観光果樹園が打ち出した自宅で楽しめる「巣ごもりシリーズ」で新たな販路を開拓
公開日:2021/6/29
年間を通じて約150品目もの果物を栽培する観光果樹園「平田観光農園」(広島県三次市)。これまで定番だった食べ放題式の果物狩りから、農園での収穫などの体験、いわゆる “コト消費” にフォーカスし、10年ほど前から果物体験教室や果樹園グルメなど、新しいコンテンツを発案してきた。そんな同園が、新型コロナウイルスの拡大というピンチを乗り越えるべく企画した新たな取り組みとは。
最盛期を迎えたいちご狩りの予約がほぼキャンセルに
1,500円のチケットを購入すれば、熟れ頃を迎えたさまざまなフルーツが収穫できるシステムが人気となり、新型コロナウイルス感染拡大以前は年間13万人が訪れていたという同園。果物狩り以外にも、収穫したフルーツを使ったピザやケーキ作りが体験できる施設『イチコト』や、農園カフェ『noqoo(ノクー)』、テイクアウト専門店『noqoo DELI(ノクーデリ)』のほか、ダッチオーブン窯も併設されたバーベキュースペースなど、果樹園テーマパークとしてさまざまなコンテンツを提供してきた。しかし、2020年の新型コロナウイルスの影響で、いちご狩りが最盛期を迎えた3月以降の団体予約がすべてキャンセルになった。同年4月の緊急事態宣言の発令以降は個人客からのキャンセルも相次ぎ、月間の前年比は95%マイナスと大幅に売り上げが減少した。しかし、そんなこととは関係なく、園内では次々と果物が実っていく。せっかく実ったいちごを腐らせるわけにはいかないと、従業員総出で収穫体制に入り、収穫したいちごの新たな販売ルートを模索した。
こだわったのは、自粛中でも自宅で楽しめる“コト消費”
収穫したいちごをどのように販売するかについては、従業員全員でアイデアを出し合った。「いつもなら、この時期にいちご狩りを楽しみにしてくださっている人たちがたくさんいた。自粛により出かけられないご家庭向けに、自宅でいちご狩りを楽しんでいる気分になれたら…という思いから『巣ごもりいちご狩り』の販売を決定した」と、代表取締役の平田克明氏は同時を振り返る。セットの内容は、収穫されたいちごと、いちご狩りに使うヘタ入れ、ポーションタイプのミルク。そして、それだけではつまらないと、スタッフが扮するいちご狩りの案内人「いちごちゃん」による、いちご狩り気分を盛り上げる解説動画が視聴できるURLも一緒に届けた。この取り組みはすぐにマスコミにも取り上げられ、販売から約1カ月で予定の300セットを完売することができた。それ以降も『巣ごもりさくらんぼ狩り』や、手軽なレシピで好みのジャムができる『巣ごもりジャム作り』を販売し、いずれもスタッフが手作りした解説動画とともに届けられた。
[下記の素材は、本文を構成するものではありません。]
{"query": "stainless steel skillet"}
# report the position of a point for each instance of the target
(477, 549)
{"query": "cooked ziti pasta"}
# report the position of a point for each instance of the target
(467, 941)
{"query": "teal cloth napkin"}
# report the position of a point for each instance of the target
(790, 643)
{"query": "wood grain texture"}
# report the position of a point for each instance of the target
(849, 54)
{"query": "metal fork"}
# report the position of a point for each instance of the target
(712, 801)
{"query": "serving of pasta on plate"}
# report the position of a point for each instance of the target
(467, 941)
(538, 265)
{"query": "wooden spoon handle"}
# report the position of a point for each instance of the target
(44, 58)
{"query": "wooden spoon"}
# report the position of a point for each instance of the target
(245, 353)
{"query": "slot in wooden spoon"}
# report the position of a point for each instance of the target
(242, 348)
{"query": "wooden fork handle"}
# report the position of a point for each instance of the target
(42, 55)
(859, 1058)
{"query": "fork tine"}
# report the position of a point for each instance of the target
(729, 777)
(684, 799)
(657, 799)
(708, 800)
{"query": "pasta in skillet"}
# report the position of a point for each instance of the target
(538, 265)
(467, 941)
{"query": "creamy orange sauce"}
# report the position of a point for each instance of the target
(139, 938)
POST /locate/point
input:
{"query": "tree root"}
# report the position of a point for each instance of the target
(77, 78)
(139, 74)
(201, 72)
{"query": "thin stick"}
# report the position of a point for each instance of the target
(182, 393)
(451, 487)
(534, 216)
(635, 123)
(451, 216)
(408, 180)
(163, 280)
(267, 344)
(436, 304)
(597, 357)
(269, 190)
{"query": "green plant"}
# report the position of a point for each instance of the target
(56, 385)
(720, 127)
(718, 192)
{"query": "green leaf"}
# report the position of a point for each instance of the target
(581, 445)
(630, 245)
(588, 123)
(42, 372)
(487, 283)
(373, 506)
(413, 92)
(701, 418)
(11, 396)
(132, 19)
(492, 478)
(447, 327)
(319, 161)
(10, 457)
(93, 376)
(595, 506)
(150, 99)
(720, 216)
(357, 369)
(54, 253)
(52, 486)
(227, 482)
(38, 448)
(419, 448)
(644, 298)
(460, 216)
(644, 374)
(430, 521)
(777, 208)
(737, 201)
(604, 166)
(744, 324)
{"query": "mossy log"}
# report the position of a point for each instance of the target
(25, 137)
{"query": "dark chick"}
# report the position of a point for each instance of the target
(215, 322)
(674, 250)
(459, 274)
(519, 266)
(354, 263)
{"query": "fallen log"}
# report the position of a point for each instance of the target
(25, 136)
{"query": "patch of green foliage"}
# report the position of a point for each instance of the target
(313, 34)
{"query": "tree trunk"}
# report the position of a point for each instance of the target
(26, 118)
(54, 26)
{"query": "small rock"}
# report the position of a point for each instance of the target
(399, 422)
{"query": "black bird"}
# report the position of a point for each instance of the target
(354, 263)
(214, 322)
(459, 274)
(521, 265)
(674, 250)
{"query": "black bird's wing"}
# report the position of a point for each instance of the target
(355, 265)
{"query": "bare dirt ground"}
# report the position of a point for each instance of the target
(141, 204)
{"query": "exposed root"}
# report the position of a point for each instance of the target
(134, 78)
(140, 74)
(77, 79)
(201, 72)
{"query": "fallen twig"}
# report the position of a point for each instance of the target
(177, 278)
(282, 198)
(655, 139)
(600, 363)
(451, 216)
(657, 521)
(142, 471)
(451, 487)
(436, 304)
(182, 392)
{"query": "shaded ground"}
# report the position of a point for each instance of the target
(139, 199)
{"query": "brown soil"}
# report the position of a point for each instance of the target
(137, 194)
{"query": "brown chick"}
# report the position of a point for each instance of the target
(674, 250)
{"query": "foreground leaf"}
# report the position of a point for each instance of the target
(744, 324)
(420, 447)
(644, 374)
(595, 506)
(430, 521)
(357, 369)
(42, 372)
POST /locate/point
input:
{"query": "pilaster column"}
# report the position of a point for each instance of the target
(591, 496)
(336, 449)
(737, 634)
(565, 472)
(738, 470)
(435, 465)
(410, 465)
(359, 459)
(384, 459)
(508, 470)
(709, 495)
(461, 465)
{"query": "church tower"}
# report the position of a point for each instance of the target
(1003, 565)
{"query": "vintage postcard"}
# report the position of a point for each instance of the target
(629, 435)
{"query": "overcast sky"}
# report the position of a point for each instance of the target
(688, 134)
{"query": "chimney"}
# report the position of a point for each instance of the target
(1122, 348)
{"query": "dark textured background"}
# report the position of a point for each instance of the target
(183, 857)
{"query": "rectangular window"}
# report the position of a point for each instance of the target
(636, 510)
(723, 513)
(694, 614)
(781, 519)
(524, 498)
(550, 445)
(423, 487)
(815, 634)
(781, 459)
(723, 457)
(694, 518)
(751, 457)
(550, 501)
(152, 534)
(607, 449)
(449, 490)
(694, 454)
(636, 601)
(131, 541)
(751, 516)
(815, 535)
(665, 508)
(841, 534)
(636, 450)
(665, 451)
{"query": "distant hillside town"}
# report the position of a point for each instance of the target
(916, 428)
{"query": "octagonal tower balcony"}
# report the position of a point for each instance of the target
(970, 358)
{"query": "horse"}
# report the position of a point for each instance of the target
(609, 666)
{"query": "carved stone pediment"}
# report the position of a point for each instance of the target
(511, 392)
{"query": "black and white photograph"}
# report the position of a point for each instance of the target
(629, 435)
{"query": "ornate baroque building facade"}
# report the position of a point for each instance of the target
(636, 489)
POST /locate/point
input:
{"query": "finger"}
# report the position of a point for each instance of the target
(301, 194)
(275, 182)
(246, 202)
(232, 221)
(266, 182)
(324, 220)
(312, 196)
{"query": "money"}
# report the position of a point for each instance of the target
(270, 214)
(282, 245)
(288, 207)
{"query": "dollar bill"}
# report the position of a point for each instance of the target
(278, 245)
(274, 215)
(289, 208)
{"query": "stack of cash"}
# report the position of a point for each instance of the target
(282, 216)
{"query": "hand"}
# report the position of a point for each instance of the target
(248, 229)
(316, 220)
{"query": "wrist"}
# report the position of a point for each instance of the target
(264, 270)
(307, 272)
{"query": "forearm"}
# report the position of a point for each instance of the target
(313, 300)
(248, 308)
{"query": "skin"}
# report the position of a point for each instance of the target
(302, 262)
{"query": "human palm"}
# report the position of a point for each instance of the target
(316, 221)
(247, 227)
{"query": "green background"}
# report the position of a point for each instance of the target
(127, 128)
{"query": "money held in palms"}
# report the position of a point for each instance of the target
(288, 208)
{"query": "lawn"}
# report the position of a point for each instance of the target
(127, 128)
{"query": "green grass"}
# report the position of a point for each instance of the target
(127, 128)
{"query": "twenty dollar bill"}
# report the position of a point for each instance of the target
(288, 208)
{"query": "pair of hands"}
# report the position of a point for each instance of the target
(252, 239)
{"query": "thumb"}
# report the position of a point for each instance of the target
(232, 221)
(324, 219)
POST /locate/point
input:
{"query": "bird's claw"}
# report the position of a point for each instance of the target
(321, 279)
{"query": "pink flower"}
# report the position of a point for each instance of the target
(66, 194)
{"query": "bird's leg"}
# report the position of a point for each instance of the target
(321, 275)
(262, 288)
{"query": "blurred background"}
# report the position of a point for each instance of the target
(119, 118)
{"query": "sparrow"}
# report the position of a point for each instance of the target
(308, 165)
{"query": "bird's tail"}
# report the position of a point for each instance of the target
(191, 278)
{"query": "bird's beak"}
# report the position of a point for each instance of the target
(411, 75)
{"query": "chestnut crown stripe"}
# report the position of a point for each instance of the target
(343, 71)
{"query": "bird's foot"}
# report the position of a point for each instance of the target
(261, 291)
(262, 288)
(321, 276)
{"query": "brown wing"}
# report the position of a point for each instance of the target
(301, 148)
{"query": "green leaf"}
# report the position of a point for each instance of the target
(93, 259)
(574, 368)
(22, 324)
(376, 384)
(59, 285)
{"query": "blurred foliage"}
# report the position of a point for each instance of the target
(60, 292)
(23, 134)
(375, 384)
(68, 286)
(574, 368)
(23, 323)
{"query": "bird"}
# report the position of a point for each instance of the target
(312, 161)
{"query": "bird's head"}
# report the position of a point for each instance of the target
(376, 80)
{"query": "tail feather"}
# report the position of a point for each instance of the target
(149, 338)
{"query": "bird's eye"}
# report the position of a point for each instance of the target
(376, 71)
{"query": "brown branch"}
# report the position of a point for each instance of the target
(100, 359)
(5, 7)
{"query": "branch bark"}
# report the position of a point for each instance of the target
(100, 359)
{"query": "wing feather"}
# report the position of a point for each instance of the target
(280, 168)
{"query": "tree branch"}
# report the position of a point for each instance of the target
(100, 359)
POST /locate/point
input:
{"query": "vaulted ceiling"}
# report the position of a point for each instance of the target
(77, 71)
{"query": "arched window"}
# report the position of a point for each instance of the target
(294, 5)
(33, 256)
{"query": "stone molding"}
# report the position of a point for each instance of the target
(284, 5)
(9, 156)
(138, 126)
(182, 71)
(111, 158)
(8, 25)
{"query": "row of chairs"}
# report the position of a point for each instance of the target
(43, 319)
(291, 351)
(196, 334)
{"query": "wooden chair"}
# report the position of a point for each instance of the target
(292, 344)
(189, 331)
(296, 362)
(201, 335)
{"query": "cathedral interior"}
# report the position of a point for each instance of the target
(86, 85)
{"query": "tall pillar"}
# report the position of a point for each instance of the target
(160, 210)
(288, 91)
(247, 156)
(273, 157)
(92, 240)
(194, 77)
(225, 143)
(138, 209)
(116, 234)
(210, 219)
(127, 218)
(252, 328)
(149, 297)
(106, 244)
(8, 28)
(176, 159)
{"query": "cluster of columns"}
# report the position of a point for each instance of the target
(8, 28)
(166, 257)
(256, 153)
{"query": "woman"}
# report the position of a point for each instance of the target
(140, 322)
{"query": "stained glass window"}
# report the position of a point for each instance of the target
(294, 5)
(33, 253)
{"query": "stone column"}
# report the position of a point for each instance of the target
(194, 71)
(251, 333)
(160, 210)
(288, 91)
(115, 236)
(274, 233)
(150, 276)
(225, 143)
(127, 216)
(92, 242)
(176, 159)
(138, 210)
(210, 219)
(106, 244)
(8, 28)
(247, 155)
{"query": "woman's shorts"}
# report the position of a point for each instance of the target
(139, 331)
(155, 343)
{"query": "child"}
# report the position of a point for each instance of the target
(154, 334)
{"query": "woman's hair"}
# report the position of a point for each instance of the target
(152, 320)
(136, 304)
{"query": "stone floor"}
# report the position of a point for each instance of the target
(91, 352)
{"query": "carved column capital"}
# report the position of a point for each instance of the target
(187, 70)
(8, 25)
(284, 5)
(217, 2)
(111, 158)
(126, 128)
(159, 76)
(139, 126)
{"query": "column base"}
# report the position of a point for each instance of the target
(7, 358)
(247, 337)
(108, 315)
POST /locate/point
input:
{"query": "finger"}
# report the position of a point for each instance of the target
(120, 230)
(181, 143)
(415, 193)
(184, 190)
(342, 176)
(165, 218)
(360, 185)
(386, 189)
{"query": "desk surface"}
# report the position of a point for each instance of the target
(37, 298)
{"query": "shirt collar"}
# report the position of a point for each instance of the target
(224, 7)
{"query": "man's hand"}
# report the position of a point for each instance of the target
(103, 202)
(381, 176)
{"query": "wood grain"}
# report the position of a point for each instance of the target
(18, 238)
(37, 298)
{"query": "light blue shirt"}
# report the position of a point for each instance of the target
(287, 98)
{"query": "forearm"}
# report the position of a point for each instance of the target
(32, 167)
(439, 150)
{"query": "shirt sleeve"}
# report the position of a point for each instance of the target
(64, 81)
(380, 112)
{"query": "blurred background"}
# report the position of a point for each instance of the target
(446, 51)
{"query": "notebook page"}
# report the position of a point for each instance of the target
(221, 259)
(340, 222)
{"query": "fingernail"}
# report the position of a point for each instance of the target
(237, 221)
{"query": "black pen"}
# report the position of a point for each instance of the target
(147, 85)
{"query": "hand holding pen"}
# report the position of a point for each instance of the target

まずはやってみる、という企業文化ならではのスピード感
休園から緊急事態宣言を受け、すぐに巣ごもりシリーズの販売を開始したことは、業界の中でも群を抜いたスピード感だといえる。その行動力について聞いてみると、「社会全体が不安なときだからこそ、できるだけ早く情報発信して、元気なところを見てもらうことが一番大事だと思いました。お客様に忘れられないこともそうですが、お互いの気持ちが元気になって繋がっていられることで、自粛明けのお客様の戻り方が変わってくると考えました」と、平田氏は語る。また、同園では、やってみたい事業があれば誰でも提案することができ、採用されれば発案者が社長となり経営する、「まずはやってみる」というチャレンジ推奨が企業文化として根付いていたことも功を奏した。
コロナ禍の取り組みを新たな販売チャネルに
巣ごもりシリーズの販売により、これまで接点の少なかった関東圏の顧客からも注文が入ったり、SNS上で収穫の様子や新作パフェを定期的に発信することで繋がることができた。平田氏は新型コロナウイルスの影響で、チャレンジできたこと、知ったことがたくさんあったと話す。「いちごの販売ひとつをとっても、普通のパンフレットやパッケージでスーパーに並べても、お客様に見つけてもらうことはできません。当園で言うなら、ちゃんと“コト消費”として提供することで、これまで来園してくださったお客様と、まだ当園を知らなかったお客様との繋がりを生むことができた。できることはまだまだあることを教えてもらいました」。“コト消費”というスタンスを貫きコロナ禍の舵取りをした同園は、結果的に年間売り上げの対前年比93%(マイナス7%)に留めることができた。そして、2021年も引き続き自宅で果物が楽しめる新シリーズを販売する予定だ。